Cons of this approach:

  - Very different way of doing reads/writes might be strange to existing
    applications. *But* the primary consumer of this new API will be our own
    QUIC implementation so probably not a big deal. We can always support
    `BIO_read`/`BIO_write` as a less efficient fallback for existing third party
    users of BIO_dgram.

#### Compatibility interop

Suppose the following sequence happens:

1. BIO_read (legacy call path)
2. BIO_read_dequeue (`recvmmsg` based call path with callback-allocated buffer)
3. BIO_read (legacy call path)

For (1) we have two options

a. Use `recvmmsg` and add the received datagrams to an RX queue just as for the
   `BIO_read_dequeue` path. We use an OpenSSL-provided default allocator
   (`OPENSSL_malloc`) and flag these datagrams as needing to be freed by OpenSSL,
   not the application.

   When the application calls `BIO_read`, a copy is performed and the internal
   buffer is freed.

b. Use `recvfrom` directly. This means we have a `recvmmsg` path and a
   `recvfrom` path depending on what API is being used.

   The disadvantage of (a) is it yields an extra copy relative to what we have now,
   whereas with (b) the buffer passed to `BIO_read` gets passed through to the
   syscall and we do not have to copy anything.

   Since we will probably need to support platforms without
   `sendmmsg`/`recvmmsg` support anyway, (b) seems like the better option.

For (2) the new API is used.

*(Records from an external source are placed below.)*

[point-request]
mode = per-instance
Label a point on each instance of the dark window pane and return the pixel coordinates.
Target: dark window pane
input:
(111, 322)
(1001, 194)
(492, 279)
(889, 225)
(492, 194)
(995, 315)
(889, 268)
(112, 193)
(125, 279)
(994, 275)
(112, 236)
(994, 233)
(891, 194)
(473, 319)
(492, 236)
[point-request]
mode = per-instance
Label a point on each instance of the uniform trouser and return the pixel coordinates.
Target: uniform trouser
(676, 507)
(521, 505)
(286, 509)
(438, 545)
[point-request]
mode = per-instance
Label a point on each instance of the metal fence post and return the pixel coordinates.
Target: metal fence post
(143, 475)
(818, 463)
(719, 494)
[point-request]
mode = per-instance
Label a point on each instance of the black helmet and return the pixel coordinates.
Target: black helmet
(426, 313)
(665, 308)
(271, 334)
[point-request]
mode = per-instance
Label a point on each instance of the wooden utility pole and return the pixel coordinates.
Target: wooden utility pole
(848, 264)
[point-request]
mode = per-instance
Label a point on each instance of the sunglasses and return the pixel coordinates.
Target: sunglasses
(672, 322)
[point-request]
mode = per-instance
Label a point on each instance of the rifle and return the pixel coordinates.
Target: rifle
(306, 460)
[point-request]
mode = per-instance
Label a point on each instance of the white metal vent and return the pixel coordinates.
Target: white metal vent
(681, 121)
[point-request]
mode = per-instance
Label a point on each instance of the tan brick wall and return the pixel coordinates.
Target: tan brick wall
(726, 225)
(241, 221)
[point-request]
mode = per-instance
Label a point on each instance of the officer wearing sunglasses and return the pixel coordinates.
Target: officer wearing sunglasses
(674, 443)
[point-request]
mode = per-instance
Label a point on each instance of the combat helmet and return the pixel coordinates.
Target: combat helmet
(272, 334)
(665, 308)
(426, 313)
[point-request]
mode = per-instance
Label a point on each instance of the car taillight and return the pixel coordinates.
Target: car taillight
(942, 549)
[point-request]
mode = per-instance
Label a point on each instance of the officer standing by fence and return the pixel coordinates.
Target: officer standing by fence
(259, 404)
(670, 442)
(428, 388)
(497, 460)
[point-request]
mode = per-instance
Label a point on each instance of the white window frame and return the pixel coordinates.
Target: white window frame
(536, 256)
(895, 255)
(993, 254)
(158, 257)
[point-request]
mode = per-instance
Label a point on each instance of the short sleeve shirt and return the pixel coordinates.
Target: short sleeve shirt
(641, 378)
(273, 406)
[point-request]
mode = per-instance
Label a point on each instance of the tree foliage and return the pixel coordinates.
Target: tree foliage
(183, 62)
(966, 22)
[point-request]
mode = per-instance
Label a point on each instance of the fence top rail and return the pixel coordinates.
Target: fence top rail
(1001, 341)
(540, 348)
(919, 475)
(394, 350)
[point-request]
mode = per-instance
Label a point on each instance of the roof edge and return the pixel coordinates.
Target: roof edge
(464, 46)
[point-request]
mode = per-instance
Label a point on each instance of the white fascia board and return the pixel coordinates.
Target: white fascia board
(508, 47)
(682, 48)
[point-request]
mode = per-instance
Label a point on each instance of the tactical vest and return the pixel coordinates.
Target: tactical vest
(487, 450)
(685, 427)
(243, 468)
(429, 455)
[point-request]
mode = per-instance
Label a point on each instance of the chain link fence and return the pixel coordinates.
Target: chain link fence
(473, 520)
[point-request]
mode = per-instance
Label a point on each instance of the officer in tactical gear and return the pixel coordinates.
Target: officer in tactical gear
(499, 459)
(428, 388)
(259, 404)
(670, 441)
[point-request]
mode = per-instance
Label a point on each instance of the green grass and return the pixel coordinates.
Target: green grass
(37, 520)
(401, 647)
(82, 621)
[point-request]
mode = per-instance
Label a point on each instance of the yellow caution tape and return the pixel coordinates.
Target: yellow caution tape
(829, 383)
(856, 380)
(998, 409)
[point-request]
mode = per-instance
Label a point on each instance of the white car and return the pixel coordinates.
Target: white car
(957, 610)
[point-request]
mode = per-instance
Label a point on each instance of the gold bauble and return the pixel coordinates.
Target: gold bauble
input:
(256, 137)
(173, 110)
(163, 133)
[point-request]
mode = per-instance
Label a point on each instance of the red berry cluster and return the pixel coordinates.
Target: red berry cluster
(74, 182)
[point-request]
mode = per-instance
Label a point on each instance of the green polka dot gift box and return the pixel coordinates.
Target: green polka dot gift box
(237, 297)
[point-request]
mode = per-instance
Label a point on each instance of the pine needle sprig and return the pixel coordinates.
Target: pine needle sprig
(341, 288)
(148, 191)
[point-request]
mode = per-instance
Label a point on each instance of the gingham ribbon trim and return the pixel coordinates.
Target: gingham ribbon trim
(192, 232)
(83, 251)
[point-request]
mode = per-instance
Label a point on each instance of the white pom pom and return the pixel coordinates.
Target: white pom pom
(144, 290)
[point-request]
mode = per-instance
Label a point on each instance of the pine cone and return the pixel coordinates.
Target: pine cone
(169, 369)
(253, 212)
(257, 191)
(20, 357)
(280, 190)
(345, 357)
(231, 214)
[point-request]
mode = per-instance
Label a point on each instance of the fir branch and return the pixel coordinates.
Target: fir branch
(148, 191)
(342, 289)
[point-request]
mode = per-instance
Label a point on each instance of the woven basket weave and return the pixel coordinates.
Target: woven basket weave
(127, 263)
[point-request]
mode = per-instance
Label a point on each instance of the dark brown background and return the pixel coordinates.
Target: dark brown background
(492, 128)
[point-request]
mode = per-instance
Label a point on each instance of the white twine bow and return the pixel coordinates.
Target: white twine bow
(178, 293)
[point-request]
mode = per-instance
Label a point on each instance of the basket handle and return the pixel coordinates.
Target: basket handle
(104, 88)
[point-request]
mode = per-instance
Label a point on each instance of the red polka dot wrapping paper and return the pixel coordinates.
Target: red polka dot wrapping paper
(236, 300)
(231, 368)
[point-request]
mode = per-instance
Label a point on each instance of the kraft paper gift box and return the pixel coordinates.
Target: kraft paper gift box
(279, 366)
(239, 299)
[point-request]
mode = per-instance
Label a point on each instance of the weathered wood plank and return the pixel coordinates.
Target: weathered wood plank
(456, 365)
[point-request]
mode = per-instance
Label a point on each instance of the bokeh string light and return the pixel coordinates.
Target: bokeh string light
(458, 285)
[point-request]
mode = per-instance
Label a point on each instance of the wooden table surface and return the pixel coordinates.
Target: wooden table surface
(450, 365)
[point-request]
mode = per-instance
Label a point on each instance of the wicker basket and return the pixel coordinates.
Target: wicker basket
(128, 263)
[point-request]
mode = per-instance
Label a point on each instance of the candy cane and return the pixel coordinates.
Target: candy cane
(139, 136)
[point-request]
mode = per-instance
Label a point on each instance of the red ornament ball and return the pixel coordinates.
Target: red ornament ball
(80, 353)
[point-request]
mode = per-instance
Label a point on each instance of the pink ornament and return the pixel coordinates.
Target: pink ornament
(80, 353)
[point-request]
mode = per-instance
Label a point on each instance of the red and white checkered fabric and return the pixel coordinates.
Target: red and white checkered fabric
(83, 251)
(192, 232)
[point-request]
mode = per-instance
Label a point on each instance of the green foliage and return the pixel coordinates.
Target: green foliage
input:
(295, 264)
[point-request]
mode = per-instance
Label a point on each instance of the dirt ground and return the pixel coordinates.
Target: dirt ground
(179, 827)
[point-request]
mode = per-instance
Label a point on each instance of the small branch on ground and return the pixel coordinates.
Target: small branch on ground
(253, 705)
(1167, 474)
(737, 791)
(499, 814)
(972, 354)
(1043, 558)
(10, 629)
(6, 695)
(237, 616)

Since the previous call to BIO_read is essentially
“stateless” (it's just a simple call to `recvfrom`, and doesn't require mutation
of any internal BIO state other than maybe the last datagram source/destination
address fields), BIO_dgram can go ahead and start using the `recvmmsg` code
path. Since the RX queue will obviously be empty at this point, it is
initialised and filled using `recvmmsg`, then one datagram is popped from it.

For (3) we have a legacy `BIO_read` but we have several datagrams still in the
RX queue. In this case we do have to copy - we have no choice. However this only
happens in circumstances where a user of BIO_dgram alternates between old and
new APIs, which should be very unusual.

Subsequently for (3) we have to free the buffer using the free callback. This is
an unusual case where BIO_dgram is responsible for freeing read buffers and not
the application (the only other case being premature destruction, see below).
But since this seems a very strange API usage pattern, we may just want to fail
in this case.

Probably not worth supporting this. So we can have the following rule:

- After the first call to `BIO_read_dequeue` is made on a BIO_dgram, all
  subsequent calls to ordinary `BIO_read` will fail.

Of course, all of the above applies analogously to the TX side.

#### BIO_dgram_pair

We will also implement from scratch a BIO_dgram_pair. This will be provided as a
BIO pair which provides identical semantics to the BIO_dgram above, both for the
legacy and zero-copy code paths.

#### Thread safety

It is a functional assumption of the above design that we would never want to
have more than one thread doing TX on the same BIO and never have more than one
thread doing RX on the same BIO.

If we did ever want to do this, multiple BIOs on the same FD is one possibility
(for the BIO_dgram case at least). But I don't believe there is any general
intention to support multithreaded use of a single BIO at this time (unless I am
mistaken), so this seems like it isn't an issue.

If we wanted to support multithreaded use of the same FD using the same BIO, we
would need to revisit the set-call-then-execute-call API approach above
(`BIO_(set|get)_dgram_(origin|dest)`) as this would pose a problem. But I mainly
mention this only for completeness. Our recent learnt lessons on cache
contention suggest that this probably wouldn't be a good idea anyway.

#### Other questions

BIO_dgram will call the allocation function to get buffers for `recvmmsg` to
fill. We might want to have a way to specify how many buffers it should offer to
`recvmmsg`, and thus how many buffers it allocates in advance.

#### Premature destruction

If BIO_dgram is freed before all datagrams are read, the read buffer free
callback is used to free any unreturned read buffers.